|shyaway (shyaway) wrote in wallflowering,|
@ 2008-03-20 19:35:00
|Entry tags:||fic: potc - gen|
PotC fic: Safe Harbour (Governor Swann, Elizabeth, PG, 1/1)
Title: Safe Harbour
Characters: Governor Swann, Elizabeth
Disclaimer: Pirates of the Caribbean and its characters are owned by Disney.
Summary: A 'deleted scene': the escapade on Isla de Muerta over and Elizabeth back on the Dauntless, Governor Swann worries about her future.
There she was!
Weatherby spotted Elizabeth drawing near to the Dauntless from Isla de Muerta. He greeted her with relief. When he hugged her her hair was rough and she smelled of acrid gunpowder, different from the rum-infused smoke that had clung to her when she was rescued from that tiny island, very different from the salty scent she'd had after being plucked out of the sea, and worlds away from the lily-of-the-valley perfume she usually wore. He imported that perfume specially for her from England.
She stepped back from his embrace and smiled wanly, her familiar face looking most incongruous above that marine's uniform. He asked anxiously if she were all right; her answer was affirmative but subdued.
Weatherby became aware of Norrington at his elbow. He stepped aside to allow the betrothed pair their reunion.
Improper as it would have been before all these Navy men, Weatherby had hoped for a rapturous greeting between his daughter and her fiance. He was disappointed. Norrington made the right moves - he clasped her hand, spoke her name warmly - Elizabeth - and heedless of the onlookers started to take her into his arms and would have kissed her - but Elizabeth turned her face away. She put her head against his shoulder instead, facing as she did so along the deck to where young Turner, flanked by two marines, stood watching this embrace with eyes widened and mouth tightened. Beyond him was the pirate, the mad pirate, who was staring out to sea and resolutely ignoring the guards putting him in manacles. They were chaining his hands behind his back, Weatherby noted with approval, but he decided he would stay between his daughter and the felon anyway.
The marines locked the handcuffs and whisked him off to the brig. Will too was led away. Elizabeth watched them go, face set. No doubt she was worrying about the Turner boy. Well, he could reassure her on that count. Will Turner was a promising young man who could make something of himself, if only he would take care to avoid pirates in future. He would let the boy stew a while, reflect on the wages of his crime, but there was no need to keep Elizabeth in suspense. He would tell her Will would be granted a pardon.
Norrington took Elizabeth's arm to escort her to the great cabin. Those men's clothes really were shockingly revealing on a woman; he would have to see if he could find her a longer coat. Weatherby noticed that the sailors were looking at his daughter with bolder eyes than they would have dared to before. It wasn't just the clothes, it was the smell of rum and smoke, it was her involvement in this unladylike caper, it was...
It was a whole night spent alone on an island with a pirate.
When she had clambered aboard the Dauntless from that little island, he'd meant first to ask if she were all right (how often that question was necessary these days) but he'd caught sight of the bedraggled pirate following her onto the ship and instead he'd said, "Has that man harmed you?"

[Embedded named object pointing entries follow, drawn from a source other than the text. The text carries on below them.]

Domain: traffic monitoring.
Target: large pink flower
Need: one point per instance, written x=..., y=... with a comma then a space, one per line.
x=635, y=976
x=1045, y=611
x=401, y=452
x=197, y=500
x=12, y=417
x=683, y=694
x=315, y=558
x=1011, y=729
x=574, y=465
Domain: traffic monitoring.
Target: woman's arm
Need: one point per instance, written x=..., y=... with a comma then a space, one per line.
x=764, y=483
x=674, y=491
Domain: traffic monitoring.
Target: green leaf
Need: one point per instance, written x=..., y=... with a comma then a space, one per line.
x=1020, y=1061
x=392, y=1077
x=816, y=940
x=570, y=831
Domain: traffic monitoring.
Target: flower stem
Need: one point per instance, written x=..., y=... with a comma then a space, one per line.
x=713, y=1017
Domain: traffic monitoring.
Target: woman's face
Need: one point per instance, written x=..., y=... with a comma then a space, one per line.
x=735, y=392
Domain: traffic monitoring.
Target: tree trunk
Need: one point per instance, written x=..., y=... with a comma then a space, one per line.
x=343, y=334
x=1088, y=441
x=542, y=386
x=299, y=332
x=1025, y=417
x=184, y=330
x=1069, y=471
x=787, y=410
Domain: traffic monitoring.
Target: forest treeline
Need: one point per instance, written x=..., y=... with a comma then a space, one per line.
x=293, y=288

"No, Father," she'd replied imperiously.
The pirate had clearly heard the question, for as soon as he stepped onto the deck he looked Weatherby in the eye and said, "No harm done at all, mate," with a small, intolerable smirk.
Several of the ship's crew had overheard that gibe. They must have been remembering it now as they looked at Elizabeth and then sidelong at each other.
Elizabeth was a good girl. She was headstrong, but a good girl. She didn't deserve to be looked at so speculatively. This escapade, however, would make her the subject of much gossip and conjecture. Talk like that could ruin a young lady's life, would certainly make her an object of derision. Even being the governor's daughter would be insufficient protection. Her best hope now was to make a brilliant marriage, and soon. It was a blessing that the commodore still wanted to marry her.
A blessing, of course, that could only be complete if Elizabeth in her turn wanted to marry him too. Weatherby had his doubts about that. She had always exhibited such indifference when he had made hints on the subject before, and the timing of her change of heart was so odd. He very much feared that her reasons for accepting the proposal were misguided. He would definitely have to raise the matter with her again. His earlier attempt at discussion had been disastrously one-sided.
She must find the prospect of this marriage tolerable or she would never have agreed to it.
A good marriage, Weatherby reiterated to himself, was his daughter's best chance of rehabilitation. It was certainly better that she be the redeemed Elizabeth Norrington than the completely beyond-the-pale Elizabeth Turner.
She would be safe with James Norrington. That was what mattered most.